Investor's wiki

SEC Form TA-1

SEC Form TA-1

What Is Form TA-1?

SEC Form TA-1 is a form used to officially apply for or change registration as a transfer agent.

A transfer agent is a trust company, bank, or comparative financial institution assigned by a corporation for the motivations behind maintaining its shareholders' all's financial records and tracking every investor's stock balance.

Understanding SEC Form TA-1

SEC Form TA-1 is utilized to apply for registration as a transfer agent. Contingent upon the type of organization applying, a SEC form TA-1 is submitted to one of four regulatory agencies. Those agencies include:

  1. the Comptroller of the Currency;
  2. the Board of Governors of the Federal Reserve System;
  3. the Federal Deposit Insurance Corporation (FDIC); or
  4. the Securities and Exchange Commission (SEC).

The job of a transfer agent is to keep track of individuals and organizations that own its stocks and bonds. Transfer agents are most frequently banks or trusts, yet here and there companies can act as their own agents. The provisions that manage transfer agents are covered under Section 17A(c) of the Securities Exchange Act of 1934.

The transfer agent's duties incorporate recording transactions, dropping and giving certificates and processing investor mailings and manages other investor issues, like lost or taken certificates. A transfer agent works closely with a registrar to guarantee that investors receive interest payments and dividends when they are due, and to send month to month investment statements to mutual fund shareholders.
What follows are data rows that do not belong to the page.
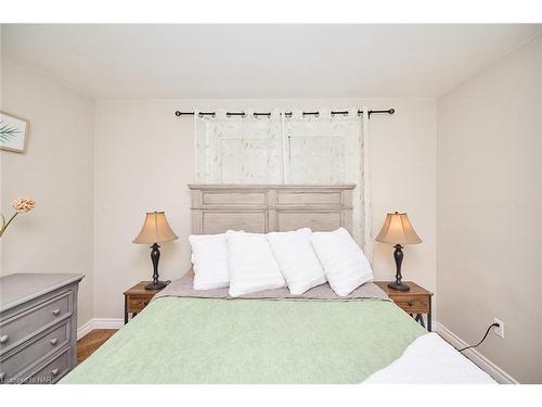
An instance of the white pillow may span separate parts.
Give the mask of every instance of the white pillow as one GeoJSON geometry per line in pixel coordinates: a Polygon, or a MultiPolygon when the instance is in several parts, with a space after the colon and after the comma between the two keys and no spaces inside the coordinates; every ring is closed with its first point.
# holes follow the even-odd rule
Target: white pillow
{"type": "Polygon", "coordinates": [[[286,285],[266,234],[228,230],[225,242],[231,296],[286,285]]]}
{"type": "Polygon", "coordinates": [[[192,234],[192,264],[194,290],[212,290],[228,287],[228,250],[225,234],[192,234]]]}
{"type": "Polygon", "coordinates": [[[309,228],[267,234],[269,245],[289,292],[299,295],[327,281],[324,269],[312,249],[309,228]]]}
{"type": "Polygon", "coordinates": [[[345,228],[314,232],[311,242],[325,277],[337,295],[346,296],[364,282],[373,280],[373,270],[363,251],[345,228]]]}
Rules and Regulations of Transfer Agents Under Section 17A

Since transfer agents serve both giving companies and security holders, efficient transfer agent operations are critical to the effective completion of secondary trades. Section 17A(c) of the Securities Exchange Act of 1934 expects that transfer agents be registered with the SEC, or on the other hand assuming that the transfer agent is a bank, with a bank regulatory agency.

No self-regulatory organization (SRO) supervises transfer agents, subsequently the SEC has rules and regulations for all registered transfer agents. The SEC rules exist to facilitate accurate clearance and settlement of securities transactions, and guarantee the defending of securities and funds. The SEC rules in regards to transfer agents incorporate least performance standards with respect to the issuance of new certificates and related record-keeping and reporting rules, and the brief and detailed creation of security holder records. The SEC additionally directs normal reviews of transfer agents.

It is unlawful for a transfer agent to perform any transfer agent capabilities without being registered. A transfer agent must apply for registration on SEC Form TA-1 with their suitable regulatory authority (ARA), and the registration must then become active prior to directing any business with securities. Registration of a transfer agent becomes effective 30 days after receipt by the ARA of the application for registration.

Features

  • The form is required of transfer agents compliant with Section 17A(c) of the Securities Exchange Act of 1934.
  • A transfer agent is a financial firm accused of maintaining records and accounting for a public company's shareholder accounts.
  • SEC Form TA-1 is to be utilized to register or correct registration as a transfer agent with the federal financial regulators.